Stan always reminded me of the guy causing problems at the counter at Katz’s Deli, perhaps reaching over to straighten the photo of Mark Messier on the wall. Which brings us back to Callahan. The Rangers could’ve built a team around this captain, but no, who builds teams anymore? Certainly not James Dolan and his 12-Step amateur blues band approach to running a venue with two historic franchises now breaking records for underachievement. It’s all extremely embarrassing for a major city that has no college sports prowess and has baseball and football franchises relegated to toil in the distant suburbs. The Knicks and Rangers play in the heart of Gotham.

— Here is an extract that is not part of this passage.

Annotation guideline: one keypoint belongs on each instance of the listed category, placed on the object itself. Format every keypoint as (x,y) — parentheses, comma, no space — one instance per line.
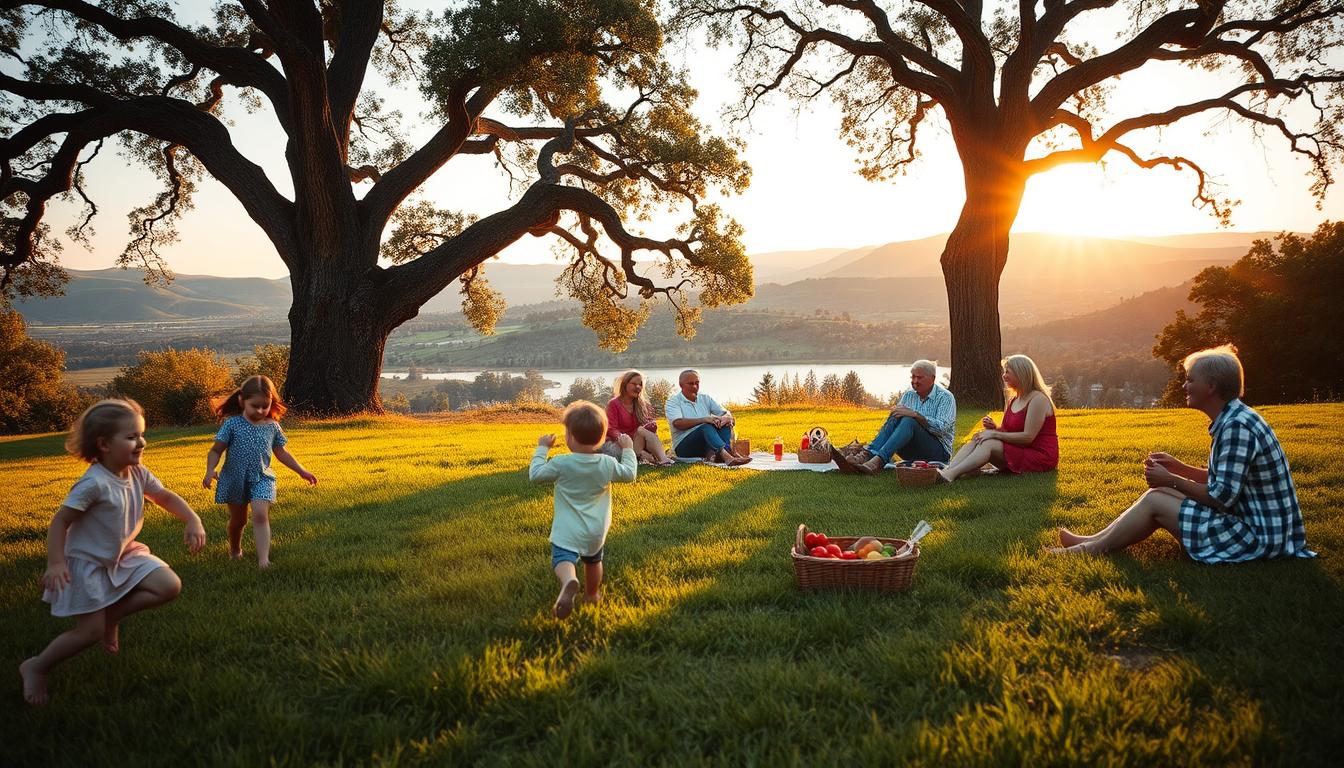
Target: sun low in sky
(805,191)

Though the Rangers have not suffered since Callahan’s departure, there is a haze of confusion lingering on Broadway as hockey season plummets into March and battles Spring Training baseball for cerebral cortex relevancy. The sliding pucks kind of gets you through winter but when the Stanley Cup playoffs mix with Flag Day in June, attention span circuitry goes into overload and tends to fry.

I always said I’d quit the taxi business once I got Sonny Rollins, who lived in Germantown for many years, to ride in my rig. Rollins has since moved to Woodstock in his dotage. Perhaps my new exit vow for the transportation business is to get The Hockey Maven in the taxi at some point, though Boiceville to anywhere is an expensive ride from my side of the Hudson River. I’d guess Stan would subject himself to electric shock therapy before ever calling a taxi to get him around out on Route 28. That’s because he’s an LIU grad with an Ed Kochian penchant for cutting to the chase like “real” New Yorkers. The ones who have—like him—climbed the staircases at Queens College, Brooklyn College, Fordham and Columbia. The more Fischler you watch from his golden era, the more you get the feeling he coached Crazy Eddie, advised ice cream poobah Tom Carvel and was front and center for the band Slapshot during the Sunday matinees at CBGB’s, all at the same time. This is the beauty of Fischler’s range.

One thing most metropolitan hockey fans know is Stan always has a way of bringing down fellow broadcasters who are company yes men during pregame or postgame shows. Fischler never over-smiles his way through the teeth-whitened world of cable sports television; in fact, most of the time he is frowning or at least scowling. And for all of that I would thank him if and when I really do encounter this legendary broadcaster somewhere in our shared corner of the Hudson Valley.